Amazon and PBS have moved forward on their partnership to offer free access to local member stations and some national programming feeds via Prime Video.
Starting this week, streamers have access to their local PBS member station, PBS Kids and two free, ad-supported streaming channels — PBS Documentaries and PBS Drama — through the Prime Video app on phones, tablets, smart TVs and streaming devices. The streams are accessible even if a user does not pay for Prime or Prime Video, the organizations affirmed.
PBS and Amazon first announced their distribution pact last November, one that will also involve the launch of new curated streams that offer hit PBS series like “Reading Rainbow” in the coming months. Those curated content streams will be exclusive to Prime Video and its companion app Freevee, Amazon and PBS said at the time.

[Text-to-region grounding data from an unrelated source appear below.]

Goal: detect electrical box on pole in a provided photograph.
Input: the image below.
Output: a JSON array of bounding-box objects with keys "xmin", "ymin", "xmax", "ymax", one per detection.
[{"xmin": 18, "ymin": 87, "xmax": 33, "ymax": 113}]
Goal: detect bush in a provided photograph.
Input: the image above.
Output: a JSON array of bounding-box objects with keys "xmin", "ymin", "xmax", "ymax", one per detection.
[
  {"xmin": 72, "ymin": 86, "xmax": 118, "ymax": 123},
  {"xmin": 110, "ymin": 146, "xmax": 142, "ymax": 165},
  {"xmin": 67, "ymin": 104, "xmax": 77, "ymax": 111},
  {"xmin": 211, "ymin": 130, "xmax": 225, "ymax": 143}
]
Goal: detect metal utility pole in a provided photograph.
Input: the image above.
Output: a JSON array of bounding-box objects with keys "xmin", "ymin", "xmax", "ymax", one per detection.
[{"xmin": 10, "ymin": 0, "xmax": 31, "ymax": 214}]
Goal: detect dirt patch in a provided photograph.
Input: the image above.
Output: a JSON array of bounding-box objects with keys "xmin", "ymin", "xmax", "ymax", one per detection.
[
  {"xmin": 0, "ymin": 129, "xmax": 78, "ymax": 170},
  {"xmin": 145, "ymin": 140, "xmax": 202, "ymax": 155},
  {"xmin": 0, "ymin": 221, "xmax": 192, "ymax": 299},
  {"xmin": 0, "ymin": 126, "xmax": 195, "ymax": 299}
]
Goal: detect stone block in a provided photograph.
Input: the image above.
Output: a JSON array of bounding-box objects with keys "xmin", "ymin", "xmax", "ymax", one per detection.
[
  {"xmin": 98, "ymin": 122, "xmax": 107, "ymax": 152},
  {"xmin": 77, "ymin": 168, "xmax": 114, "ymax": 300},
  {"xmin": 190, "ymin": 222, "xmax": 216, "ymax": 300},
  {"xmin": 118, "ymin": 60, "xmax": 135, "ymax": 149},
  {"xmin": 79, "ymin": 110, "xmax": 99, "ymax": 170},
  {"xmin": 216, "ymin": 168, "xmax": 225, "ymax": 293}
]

Amazon is in the process of winding down its Freevee service and incorporating that content into Prime Video.
Amazon is not the first to offer free access to PBS — the public broadcaster itself has long made PBS member stations and PBS Kids available to stream for free through its own phone, tablet and smart TV apps, and started distributing some PBS member stations through Allen Media-owned Local Now in 2022.
The PBS content streams on Prime Video offer access to hit PBS series like “Finding Your Roots,” “Independent Lens,” “PBS Nature,” “American Experience” and “PBS NewsHour” along with locally-produced programming and shows acquired from other public television distributors.